Общие эстетические места нашего времени могут быть причиной того, что мы неправильно интерпретируем то удовольствие, которое нам доставляет созерцание прекрасного прошлого, слыша спокойствие и напевность в голосе слепого певца из Ионии[192]
. Случается, что мы называем это реализмом. Ужасное, неудобоваримое слово! Что делать с ним древнему греку, даже если бы мы заронили в его душу это понятие? Для нас реальное — это те ощущения, которые дают нам наши глаза и уши; мы воспитаны злобным веком, катком прокатившимся по миру и превратившим его в какую-то сплошную поверхность, чисто внешнее явление. Плотин же так и не решился заказать свой портрет, потому что для него это значило бы завещать миру тень тени[193].Эпический поэт с дирижерской палочкой в руке возвышается над нами, лицо слепого спокойно повернуто туда, откуда льется яркий свет; солнце для него — просто отеческая рука, которая касается щек своего сына; его тело в стремлении совпасть с этой ласкающей рукой напоминает изгиб гелиотропа[194]
. Его губы слегка дрожат, как струны настраиваемого инструмента. Каковы его стремления? Может быть, сделать более яркими прошедшие события? Вот он начинает говорить. Но нет, он не говорит, он декламирует. Слова строго подчиняются определенной дисциплине и, кажется, расщепляют пошлость бытия, привносимую обыденной речью. Слова, как взвесь, держатся в атмосфере воображения, используя подъемную тягу гексаметра, который не позволяет им нечаянно коснуться земли. Это символично. Это как раз то, чего желает рапсод: вырвать нас из повседневной реальности. Фразы — ритуальны, обороты — торжественны и слегка высокопарны: грамматика тысячелетий. От реальности он берет только цветок, иногда какое-то сравнение, извлеченное из кардинальных явлений мира, всегда себетождественных — море, дикий ветер, птицы, — чтобы сделать прививку сока действительности архаическим звеньям, прививку, необходимую лишь для того, чтобы прошлое само по себе охватило нас и вытеснило из нас настоящее.Такова практика рапсода, и такова его роль в конструкции эпического произведения. В отличие от современного поэта, он не живет стремлением к оригинальности. Он знает, что его песня — не только его собственная. Сознание этноса, выкованное мифом, существовало еще до того, как поэт родился, и его главное дело — воссоздавать прекрасное. Его роль ограничивается добросовестностью мастера.

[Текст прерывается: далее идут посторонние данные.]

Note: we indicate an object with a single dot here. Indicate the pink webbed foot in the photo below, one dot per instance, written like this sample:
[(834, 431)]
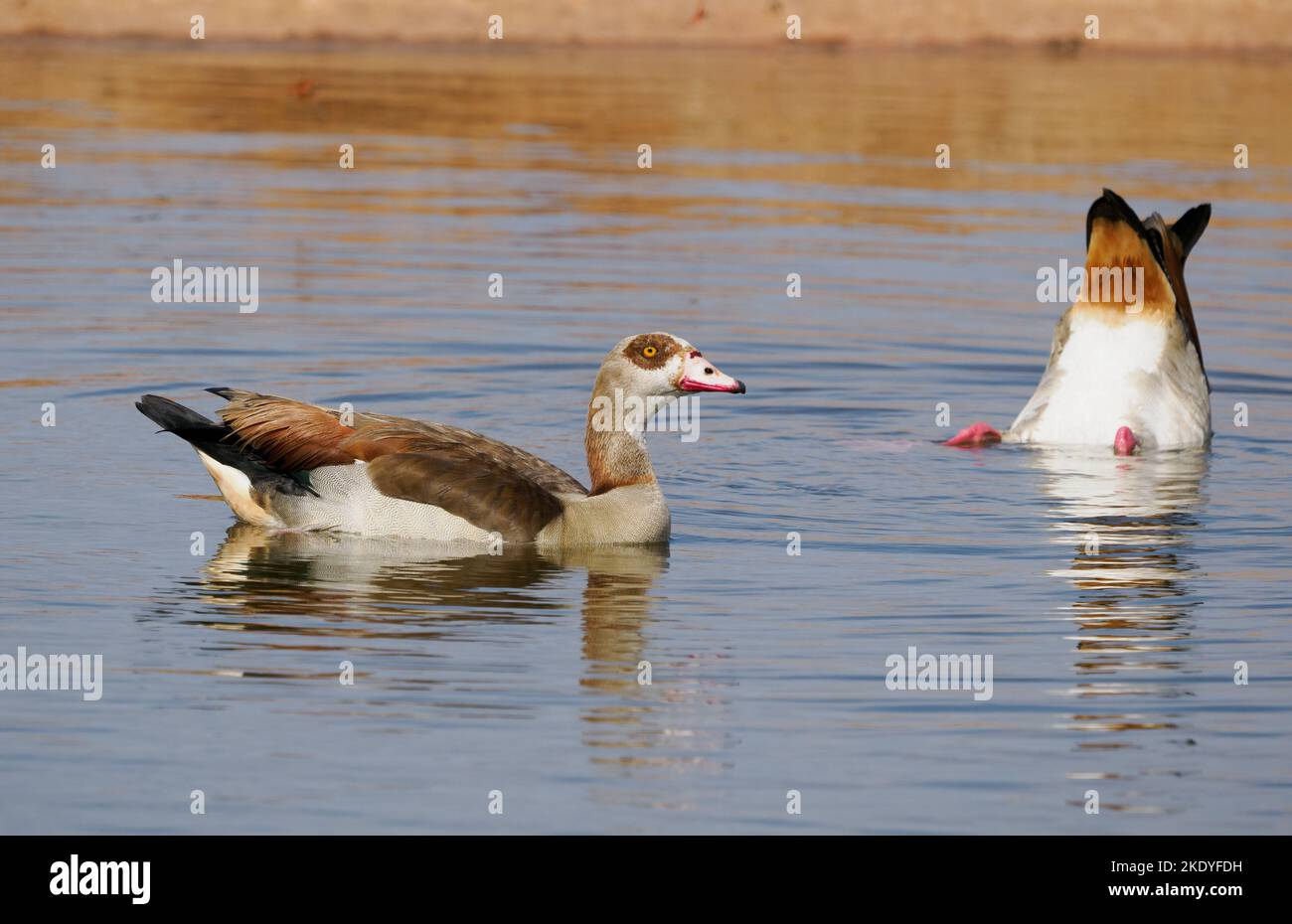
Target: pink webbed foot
[(976, 434), (1124, 442)]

У меня в голове не укладывается, как один испанец, преподаватель греческого языка, мог сказать, что пониманию «Илиады» способствует представление о воскресных драках между молодыми парнями из двух кастильских селений; парни бьются, чтобы определить, кто будет в дальнейшем верховодить. Ясно, что в отношении «Мадам Бовари» мы в первую очередь обращаем внимание на тип провинциалки, запутавшейся в адюльтере. И правильно: романист выполняет свою задачу, когда ему удается представить нам конкретно то, что абстрактно мы уже знаем[196]
. Закрыв книгу, мы говорим себе: «Это так, действительно, провинциалки склонны к адюльтеру. Провинция есть провинция». Получив подобный результат, мы остаемся довольны работой романиста. Но при чтении «Илиады», нам не придет в голову восхититься Гомером только потому, что его Ахиллес — действительно добротный Ахиллес, истинный Ахиллес и его Елена — несомненная Елена. Эпические образы — не представители типов, а уникальные создания. Существует только один Ахиллес и одна Елена; одна единственная война на берегу Скамандра[197]. Если в рассеянной жене Менелая мы бы вдруг захотели увидеть какую-либо девушку, испытывающую потребность в любви врагов, можно было бы считать, что Гомер потерпел неудачу. Потому что его миссия была строго ограничена — а не свободна, как у Гиберти или Флобера, — заставить нас увидеть эту Елену и этого Ахиллеса, тех самых, по счастью, не похожих на людей, которых нам доводилось встречать.Эпос — это прежде всего изобретение уникальных существ героической природы: многовековая народная фантазия берется за осуществление этой первой операции. Затем эпос — это реализация, полное воспроизведение в памяти этих существ: такова задача рапсода.